Le chef de gare qui a reconnu sa responsabilité dans la collision frontale de deux trains sur la même voie, a été inculpé et placé en détention provisoire. Ce dimanche, les protestations contre la vétusté présumée des équipements ferroviaires ont viré en incidents violents à Athènes.

Le chef de gare, mis en cause pour une erreur fatale qui a conduit à une collision ferroviaire qui a coûté la vie à au moins 57 personnes en Grèce mardi, a été placé en détention provisoire dimanche. À Larissa, la ville la plus proche des lieux de cet accident, il a été inculpé pour sa responsabilité présumée dans « la mort d’un grand nombre de personnes », un crime passible d’une peine allant de dix ans de prison à la perpétuité, selon le Code pénal grec.

Vassilis Samaras, 59 ans, dont l’identité a été révélée par le ministère des Transports, a reconnu sa responsabilité dans la collision frontale entre un train transportant 342 passagers et dix employés des chemins de fer, reliant Athènes à Thessalonique dans le nord du pays, et un convoi de marchandises. Les deux trains se sont heurtés frontalement alors qu’ils se trouvaient sur la même voie depuis plusieurs kilomètres.

« Nous ressentons une rage immense ! »

Mais les manifestants, dimanche à Athènes, réclamaient que soient recherchées les responsabilités dans l’état présumé de vétusté des équipements ferroviaires, qui a laissé le destin des passagers entre les mains d’un chef de gare inexpérimenté. « À bas les gouvernements assassins ! », « Ce n’était pas une erreur humaine ! », lisait-on sur les banderoles brandies par les quelque 12 000 personnes qui criaient leur colère sur la place Syntagma, la grande esplanade devant le Parlement de la capitale grecque. Les manifestants ont lâché des centaines de ballons noirs pour rendre hommage aux victimes.

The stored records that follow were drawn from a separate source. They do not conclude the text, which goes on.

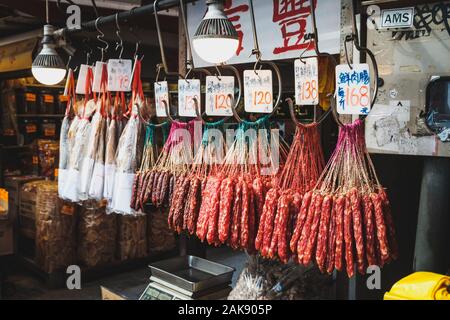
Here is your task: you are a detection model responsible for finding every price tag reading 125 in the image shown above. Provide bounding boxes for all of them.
[178,79,201,118]
[108,59,133,91]
[294,58,319,105]
[154,81,169,117]
[206,76,234,117]
[336,64,371,115]
[244,70,273,113]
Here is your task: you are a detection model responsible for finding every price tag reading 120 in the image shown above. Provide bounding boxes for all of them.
[178,79,201,118]
[294,58,319,105]
[206,76,234,117]
[336,64,371,115]
[154,81,169,118]
[244,70,273,113]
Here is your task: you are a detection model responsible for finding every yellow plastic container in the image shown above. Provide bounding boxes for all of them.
[384,272,450,300]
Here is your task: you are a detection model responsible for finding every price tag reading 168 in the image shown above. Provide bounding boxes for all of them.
[336,64,371,115]
[178,79,201,118]
[244,70,273,113]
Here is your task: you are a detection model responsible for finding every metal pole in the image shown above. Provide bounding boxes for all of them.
[57,0,198,34]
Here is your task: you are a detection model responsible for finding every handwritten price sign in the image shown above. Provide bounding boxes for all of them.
[336,64,371,115]
[178,79,201,118]
[154,81,169,117]
[294,58,319,105]
[75,64,92,94]
[108,59,133,91]
[206,76,234,117]
[244,70,273,113]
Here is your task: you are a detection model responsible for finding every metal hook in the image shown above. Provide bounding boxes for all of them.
[116,13,123,59]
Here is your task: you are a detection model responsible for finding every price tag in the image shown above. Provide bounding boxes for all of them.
[336,64,371,115]
[75,64,92,94]
[294,58,319,105]
[92,61,106,92]
[154,81,169,118]
[206,76,234,116]
[244,70,273,113]
[108,59,133,91]
[178,79,201,118]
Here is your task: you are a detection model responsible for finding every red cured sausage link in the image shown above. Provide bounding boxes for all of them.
[290,191,313,253]
[350,188,366,274]
[247,183,256,254]
[240,180,251,249]
[334,196,346,271]
[168,174,185,230]
[370,193,390,265]
[261,188,279,257]
[151,171,162,207]
[316,195,333,273]
[186,177,201,235]
[255,189,276,250]
[286,192,302,246]
[303,194,324,266]
[344,195,355,278]
[173,177,190,233]
[277,195,294,263]
[230,180,242,249]
[363,194,377,266]
[252,177,264,221]
[378,189,398,260]
[219,178,234,243]
[196,176,217,242]
[130,172,143,210]
[206,178,222,245]
[297,193,322,264]
[326,197,336,274]
[139,171,156,209]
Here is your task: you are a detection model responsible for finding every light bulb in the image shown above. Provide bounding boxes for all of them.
[31,25,66,85]
[192,0,239,64]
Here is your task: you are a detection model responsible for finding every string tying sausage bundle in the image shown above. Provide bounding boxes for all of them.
[290,120,398,277]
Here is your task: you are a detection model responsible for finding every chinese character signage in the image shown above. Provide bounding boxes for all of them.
[206,76,234,117]
[187,0,341,67]
[244,70,273,113]
[294,58,319,105]
[178,79,201,118]
[336,64,371,115]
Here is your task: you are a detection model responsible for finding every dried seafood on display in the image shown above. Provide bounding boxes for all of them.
[256,123,325,263]
[35,181,76,273]
[108,60,145,214]
[63,68,97,202]
[77,207,117,267]
[290,120,398,277]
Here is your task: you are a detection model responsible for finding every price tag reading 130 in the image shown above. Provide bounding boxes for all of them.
[336,64,371,115]
[154,81,169,118]
[206,76,234,117]
[244,70,273,113]
[178,79,201,118]
[294,58,319,105]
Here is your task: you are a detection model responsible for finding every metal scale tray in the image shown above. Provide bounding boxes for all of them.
[149,256,236,292]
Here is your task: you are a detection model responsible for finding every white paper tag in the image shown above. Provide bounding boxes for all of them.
[336,64,371,115]
[294,58,319,105]
[154,81,169,118]
[108,59,133,91]
[244,70,273,113]
[206,76,234,116]
[178,79,201,118]
[92,61,106,92]
[75,64,91,94]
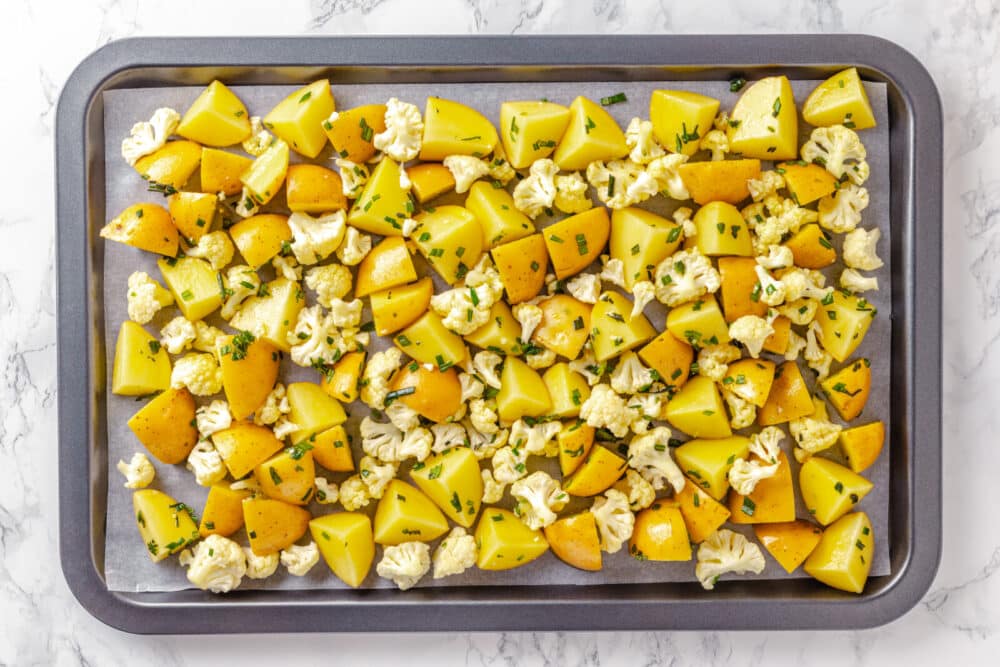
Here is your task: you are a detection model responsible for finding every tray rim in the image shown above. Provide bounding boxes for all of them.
[55,35,942,634]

Ce drame a suscité une immense colère face aux négligences et aux lacunes dans les chemins de fer. Et le rassemblement athénien, le quatrième depuis l’accident, a dégénéré en violents incidents. Des manifestants ont lancé des cocktails Molotov et la police a répliqué avec des gaz lacrymogènes et des grenades assourdissantes, ont constaté des journalistes de l’AFP.

« Nous ressentons une rage immense ! », a résumé dans le cortège Michalis Hasiotis, président du syndicat des experts-comptables. « L’appât du gain, le manque de mesures prises pour la protection des passagers a conduit à la pire tragédie ferroviaire dans notre pays ».

« Rien ne va dans ce pays, les hôpitaux sont à l’agonie, les écoles ferment, les forêts brûlent… Ils se moquent de qui ? », a renchéri Nikos Tsikalakis, président d’un syndicat des chemins de fer. La plupart des victimes étaient des jeunes et des étudiants rentrant à Thessalonique, la grande ville universitaire, après un week-end prolongé.,

À la télévision, des images déchirantes de parents en pleurs, attendant désespérément devant un hôpital des informations sur le sort de leurs enfants, ont aussi contribué à jeter l’opprobre sur les autorités et leur gestion jugée calamiteuse de cette catastrophe.

Le Premier ministre demande pardon

Dimanche matin, avant une cérémonie religieuse à la cathédrale orthodoxe d’Athènes, le Premier ministre conservateur Kyriakos Mitsotakis a demandé pardon aux familles des victimes dans une adresse solennelle. « En tant que Premier ministre, je dois à tous, mais surtout aux proches des victimes, (de demander) pardon », a-t-il écrit.

« Dans la Grèce de 2023, il n’est pas possible que deux trains circulent en sens inverse sur une même ligne et que personne ne le remarque ». « Nous ne pouvons pas, ne voulons pas et ne devons pas nous cacher derrière l’erreur humaine » imputée au chef de gare, a-t-il insisté.

Le manque d’expérience du chef de gare est en effet dénoncé depuis le lendemain du drame. Selon les médias grecs, il n’avait reçu qu’une courte formation avant de se retrouver seul, au poste de chef de gare, alors que le trafic sur cette ligne était intense en raison d’un week-end prolongé. Des perquisitions avaient été menées dans la gare de Larissa. Selon une source judiciaire, l’enquête vise aussi « à engager des poursuites pénales, si nécessaire, contre des membres de la direction de l’entreprise » Hellenic Train, les chemins de fer grecs.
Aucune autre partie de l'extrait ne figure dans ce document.